“One cannot make a list of the glory of a thing,” I ventured at last.
“Well, no,” Pelleas admitted. “If only one could what a talisman it would be to take out and read, on one’s worst days.”
It would indeed. But I suppose that one’s list of Spring birds would help one on such a day if one would, so to speak, read deep down into the page.
“We might make a ‘Bird List: Part Two,’” Pelleas suggested, “for that kind of thing.”

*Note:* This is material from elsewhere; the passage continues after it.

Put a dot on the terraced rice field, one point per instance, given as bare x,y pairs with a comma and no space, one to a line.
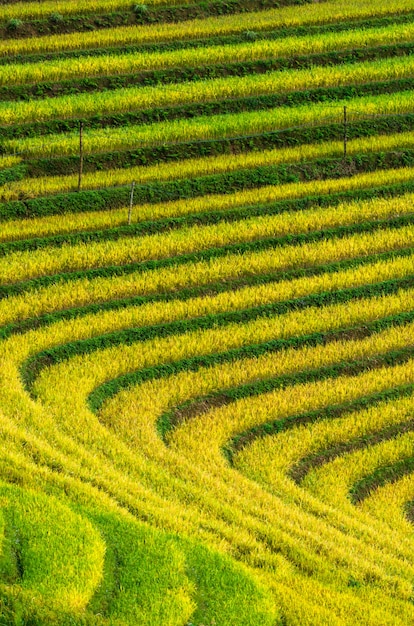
207,387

“But how could one?” I objected; “for example: ‘April 29th—Rose-breasted grosbeak day. A momentary knowledge that there is more about a bird and about what he is and about what we are than one commonly supposes.’ You see, Pelleas, how absurd that would be.”
“Ah, well,” he protested stoutly, “one needn’t try to write it out in words. One could merely indicate it. Just that would help one to keep alive the thrill of a thing. Such a device would be very dear to every one.”
That is true. To keep alive the thrill of a thing, of revelation, of prophecy, of belief—we all go asking how to do that.
“I dare say though,” Pelleas said, “that one could keep it alive by merely passing it on. The point is to keep such moments alive. Not necessarily to keep them for one’s own.”
To keep alive the thrill of that moment when we had seen the grosbeaks, the high moment of a Spring morning; not to know these little ecstasies briefly, but to abide in their essential peace; is this not as if one were arbiter of certain modes of immortality?
“Surely that would make one a ‘restorer of paths to dwell in,’” he added.